Either way, it is our job to encourage and empower them in their academic journey. We find a way to ensure clear communication and a good working relationship with the student. We make time to understand their needs and adapt our own working practices to meet them.
Year to year, our role varies but some things never change.
The year begins with inductions; sometimes new and intriguing, sometimes familiar and memorable. We may have worked at the establishment before and be accustomed to our surroundings and fellow staff. On the other hand, we may be walking onto unknown ground and an unfamiliar structure. However, we adapt to our surroundings like a Darwinian bird.
As CSW and student ease into the academic year, we learn about:
the educational establishment
what is expected in the course
the tutor’s teaching style
the student’s peers
the class dynamic
the student’s leaning style
how best to support the student and many more factors come into play.
These factors are not something we learn overnight, it takes time and progression as the academic year goes on.
For me, the environment has been relaxing and calm this year and liaisons between me, tutors, other support staff and students has come with ease and clarity.
The Deaf awareness within the establishment and classroom has also progressed and improved nicely since the start of the academic year.
Although the road has mainly been smooth, it has not been without the occasional bump. I have incurred some challenges throughout the year such as:
late or missing tutors
understanding specialist vocabulary and how to translate this
and poor organisation
Without doubt, life as a CSW has its challenges and these incidences will always occur with or without warning. However, it is our job to overcome these and to reflect upon how we have handled situations and how for next time, things could be improved. With every new academic year comes new and old challenges but this means every year, as CSWs, we have opportunities to gain experiences, learn new skills and improve our working practices.

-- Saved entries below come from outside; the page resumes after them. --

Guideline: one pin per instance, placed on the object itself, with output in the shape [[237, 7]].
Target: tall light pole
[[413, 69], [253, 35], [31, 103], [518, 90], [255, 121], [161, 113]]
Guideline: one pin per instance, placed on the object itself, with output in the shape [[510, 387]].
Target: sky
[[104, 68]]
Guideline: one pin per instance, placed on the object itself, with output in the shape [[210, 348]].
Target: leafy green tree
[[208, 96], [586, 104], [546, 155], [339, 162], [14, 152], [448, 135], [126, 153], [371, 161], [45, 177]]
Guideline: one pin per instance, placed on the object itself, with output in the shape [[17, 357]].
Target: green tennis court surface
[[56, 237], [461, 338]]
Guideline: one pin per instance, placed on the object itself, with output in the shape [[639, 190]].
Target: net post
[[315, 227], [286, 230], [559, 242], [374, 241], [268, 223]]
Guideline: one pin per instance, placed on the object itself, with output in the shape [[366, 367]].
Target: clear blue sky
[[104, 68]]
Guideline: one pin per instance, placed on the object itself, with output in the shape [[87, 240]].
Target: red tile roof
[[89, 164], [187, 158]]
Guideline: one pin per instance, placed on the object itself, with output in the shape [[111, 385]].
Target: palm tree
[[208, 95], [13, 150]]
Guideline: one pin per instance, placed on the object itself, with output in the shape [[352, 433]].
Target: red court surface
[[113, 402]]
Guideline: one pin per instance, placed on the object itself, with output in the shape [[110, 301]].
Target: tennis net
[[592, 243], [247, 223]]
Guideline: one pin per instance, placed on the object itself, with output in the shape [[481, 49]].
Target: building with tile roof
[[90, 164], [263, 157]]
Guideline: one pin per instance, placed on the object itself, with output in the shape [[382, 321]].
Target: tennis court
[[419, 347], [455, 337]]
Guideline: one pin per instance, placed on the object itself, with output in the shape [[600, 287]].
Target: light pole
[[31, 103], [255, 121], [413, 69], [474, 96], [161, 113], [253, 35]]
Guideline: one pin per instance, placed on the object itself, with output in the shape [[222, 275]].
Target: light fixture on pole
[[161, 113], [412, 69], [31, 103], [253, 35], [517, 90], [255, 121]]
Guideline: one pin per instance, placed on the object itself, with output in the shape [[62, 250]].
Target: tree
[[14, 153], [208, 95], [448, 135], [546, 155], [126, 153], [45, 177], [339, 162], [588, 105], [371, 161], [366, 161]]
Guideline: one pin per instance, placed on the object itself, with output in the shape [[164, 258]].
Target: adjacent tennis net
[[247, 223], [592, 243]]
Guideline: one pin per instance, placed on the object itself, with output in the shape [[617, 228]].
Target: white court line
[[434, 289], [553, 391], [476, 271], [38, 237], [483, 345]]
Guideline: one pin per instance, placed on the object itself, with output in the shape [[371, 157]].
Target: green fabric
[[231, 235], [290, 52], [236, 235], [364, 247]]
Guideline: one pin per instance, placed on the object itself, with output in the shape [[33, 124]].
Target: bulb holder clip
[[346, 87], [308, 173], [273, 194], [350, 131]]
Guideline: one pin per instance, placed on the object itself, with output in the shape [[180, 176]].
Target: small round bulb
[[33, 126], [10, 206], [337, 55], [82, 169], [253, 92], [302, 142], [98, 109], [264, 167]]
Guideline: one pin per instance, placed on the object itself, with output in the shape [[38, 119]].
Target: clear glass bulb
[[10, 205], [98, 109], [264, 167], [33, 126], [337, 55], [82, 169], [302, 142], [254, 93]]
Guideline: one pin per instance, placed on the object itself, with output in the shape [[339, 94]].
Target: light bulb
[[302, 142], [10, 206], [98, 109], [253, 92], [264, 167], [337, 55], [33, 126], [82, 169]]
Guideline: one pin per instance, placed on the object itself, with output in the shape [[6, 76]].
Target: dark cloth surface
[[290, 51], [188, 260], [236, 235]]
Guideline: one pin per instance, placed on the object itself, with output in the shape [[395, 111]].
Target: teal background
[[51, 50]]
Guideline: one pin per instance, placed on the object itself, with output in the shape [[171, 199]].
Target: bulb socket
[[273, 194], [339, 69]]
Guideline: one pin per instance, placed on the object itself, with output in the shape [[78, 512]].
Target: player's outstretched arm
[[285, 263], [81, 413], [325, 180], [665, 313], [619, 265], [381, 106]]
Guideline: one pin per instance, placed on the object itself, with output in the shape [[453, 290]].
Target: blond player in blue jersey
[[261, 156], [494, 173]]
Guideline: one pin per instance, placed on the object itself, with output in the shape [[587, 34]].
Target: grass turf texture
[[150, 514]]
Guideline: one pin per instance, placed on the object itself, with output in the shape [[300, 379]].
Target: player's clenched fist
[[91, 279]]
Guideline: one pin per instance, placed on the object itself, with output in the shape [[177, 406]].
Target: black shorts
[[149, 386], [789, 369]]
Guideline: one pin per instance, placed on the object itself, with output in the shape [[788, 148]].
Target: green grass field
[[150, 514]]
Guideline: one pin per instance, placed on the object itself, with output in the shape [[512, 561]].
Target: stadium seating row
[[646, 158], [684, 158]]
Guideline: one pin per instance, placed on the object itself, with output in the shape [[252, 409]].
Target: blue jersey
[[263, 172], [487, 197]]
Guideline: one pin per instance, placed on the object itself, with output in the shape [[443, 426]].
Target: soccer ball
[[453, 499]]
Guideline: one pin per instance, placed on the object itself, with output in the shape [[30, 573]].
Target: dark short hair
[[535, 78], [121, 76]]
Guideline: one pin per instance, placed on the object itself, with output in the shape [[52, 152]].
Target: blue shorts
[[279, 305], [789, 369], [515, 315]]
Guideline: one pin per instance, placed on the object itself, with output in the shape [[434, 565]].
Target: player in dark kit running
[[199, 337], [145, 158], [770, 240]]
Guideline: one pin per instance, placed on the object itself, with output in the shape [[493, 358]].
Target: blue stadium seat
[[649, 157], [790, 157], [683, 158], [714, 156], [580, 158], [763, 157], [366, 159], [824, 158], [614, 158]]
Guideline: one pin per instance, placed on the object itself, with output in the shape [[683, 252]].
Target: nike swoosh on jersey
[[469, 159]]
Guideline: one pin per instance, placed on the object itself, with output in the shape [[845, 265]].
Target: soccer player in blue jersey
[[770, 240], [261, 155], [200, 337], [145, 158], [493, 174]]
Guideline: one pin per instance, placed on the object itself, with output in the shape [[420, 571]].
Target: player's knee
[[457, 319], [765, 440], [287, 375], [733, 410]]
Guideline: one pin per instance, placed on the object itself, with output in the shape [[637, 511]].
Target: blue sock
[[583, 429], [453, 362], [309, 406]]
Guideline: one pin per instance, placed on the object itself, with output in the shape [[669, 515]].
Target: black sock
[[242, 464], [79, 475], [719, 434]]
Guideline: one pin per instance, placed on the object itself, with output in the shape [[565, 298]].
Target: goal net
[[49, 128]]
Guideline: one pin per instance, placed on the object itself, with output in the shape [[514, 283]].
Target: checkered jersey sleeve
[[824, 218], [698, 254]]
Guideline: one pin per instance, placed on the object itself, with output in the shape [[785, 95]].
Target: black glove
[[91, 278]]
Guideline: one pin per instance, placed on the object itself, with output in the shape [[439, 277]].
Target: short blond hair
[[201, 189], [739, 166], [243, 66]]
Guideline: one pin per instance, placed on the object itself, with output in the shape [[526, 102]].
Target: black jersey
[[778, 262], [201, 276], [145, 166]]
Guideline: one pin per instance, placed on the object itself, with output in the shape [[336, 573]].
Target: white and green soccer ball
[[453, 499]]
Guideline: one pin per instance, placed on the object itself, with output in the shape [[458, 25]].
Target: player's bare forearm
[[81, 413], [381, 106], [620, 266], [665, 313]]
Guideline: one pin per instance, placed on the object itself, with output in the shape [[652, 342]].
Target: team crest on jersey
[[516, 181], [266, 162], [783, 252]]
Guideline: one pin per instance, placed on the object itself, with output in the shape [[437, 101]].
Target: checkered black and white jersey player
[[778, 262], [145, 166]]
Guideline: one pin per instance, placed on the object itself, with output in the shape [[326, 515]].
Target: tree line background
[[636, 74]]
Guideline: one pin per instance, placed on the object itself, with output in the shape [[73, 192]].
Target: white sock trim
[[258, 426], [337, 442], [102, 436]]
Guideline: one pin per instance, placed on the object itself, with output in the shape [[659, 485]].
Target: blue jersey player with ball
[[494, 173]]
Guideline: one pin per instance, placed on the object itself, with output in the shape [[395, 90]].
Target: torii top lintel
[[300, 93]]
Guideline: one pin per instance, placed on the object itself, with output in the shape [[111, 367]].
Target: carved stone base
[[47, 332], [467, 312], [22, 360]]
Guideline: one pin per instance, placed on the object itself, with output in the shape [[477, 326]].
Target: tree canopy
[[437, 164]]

As the year continues, students relax into their environments, make new friends and get to grips with managing their workload. As a CSW we now know our students well and have many ways to support them to ensure learning can ensue.
Towards the end of the academic year, exams start to loom and the importance of revision is the constant topic of conversation. This is not only significant for our Deaf students but also for CSWs. It is our role to check the right support is in place for the students we support but also to actually support in their exams.
We must clarify our role in the exam for ourselves and for the student. I also like to remind myself of the exam regulations for support staff and prepare by revising vocabulary and course topics. Once those exams are finished, it’s not only a big relief for the students but also for us CSWs – phew!
As the academic year draws to an end, we support our students to prepare for their next step, set new goals but also to relax and enjoy their summer. Us CSWs can then also finally unwind and look forward to starting all over again with new students for the next academic year.